The proposal, intended to help enforce growing concerns about quality of life threatened by short-term rental services like Airbnb, would increase the size of the office from 12 to 25 staffers. Spinola supports the measure in his Real Estate Weekly article, saying that it would increase revenues for the city in building code violation fines, and that it would help protect the safety of tenants.
“What happens when the keys to the front door are shared or a security code is given out? These keys or passcodes can be duplicated and given to others,” he said.

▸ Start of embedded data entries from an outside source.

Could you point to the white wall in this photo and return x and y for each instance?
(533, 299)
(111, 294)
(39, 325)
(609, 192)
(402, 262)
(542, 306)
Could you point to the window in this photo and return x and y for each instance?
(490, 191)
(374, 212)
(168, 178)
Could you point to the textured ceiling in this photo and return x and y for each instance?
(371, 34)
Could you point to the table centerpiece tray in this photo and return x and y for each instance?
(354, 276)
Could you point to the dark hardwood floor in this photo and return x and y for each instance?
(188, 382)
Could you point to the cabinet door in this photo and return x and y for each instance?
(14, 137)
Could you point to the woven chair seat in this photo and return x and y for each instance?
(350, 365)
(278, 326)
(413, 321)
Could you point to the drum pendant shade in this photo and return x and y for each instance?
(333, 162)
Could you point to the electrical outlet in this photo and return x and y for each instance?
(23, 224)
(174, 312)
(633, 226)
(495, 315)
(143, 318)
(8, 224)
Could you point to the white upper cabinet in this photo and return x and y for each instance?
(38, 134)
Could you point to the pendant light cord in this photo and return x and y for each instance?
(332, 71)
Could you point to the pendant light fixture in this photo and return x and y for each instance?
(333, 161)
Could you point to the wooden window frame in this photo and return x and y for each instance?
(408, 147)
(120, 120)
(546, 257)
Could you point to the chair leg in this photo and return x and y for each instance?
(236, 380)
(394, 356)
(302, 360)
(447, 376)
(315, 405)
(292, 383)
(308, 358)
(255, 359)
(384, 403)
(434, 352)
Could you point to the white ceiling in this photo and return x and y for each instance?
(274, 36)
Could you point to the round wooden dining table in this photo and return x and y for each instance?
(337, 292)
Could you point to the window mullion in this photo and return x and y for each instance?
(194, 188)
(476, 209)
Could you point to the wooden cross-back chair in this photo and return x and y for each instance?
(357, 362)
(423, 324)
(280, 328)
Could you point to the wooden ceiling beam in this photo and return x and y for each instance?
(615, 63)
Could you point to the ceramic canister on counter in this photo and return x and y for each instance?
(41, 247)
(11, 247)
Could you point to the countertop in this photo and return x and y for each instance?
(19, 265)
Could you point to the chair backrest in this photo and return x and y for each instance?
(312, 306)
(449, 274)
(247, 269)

Spinola also referenced the recent case in which a Hell’s Kitchen rent-stabilized tenant was evicted for renting his apartment on Airbnb for $649 per night. In addition to violating the city law that disallows profiting on rent-stabilized apartments, Spinola points out that this renter was living in a million dollar-plus home in Queens. If he had been using the Hell’s Kitchen apartment as his primary residence, despite the fact that he owned a second home, he would legally be able to benefit from rent stabilization.
“Why should anyone who owns a home anywhere be subsidized by rent regulations for an apartment, whether it is his or her primary residence or not?” Spinola asks. “Rent regulation is not intended to help someone pay their mortgage for their Jersey Shore retreat.”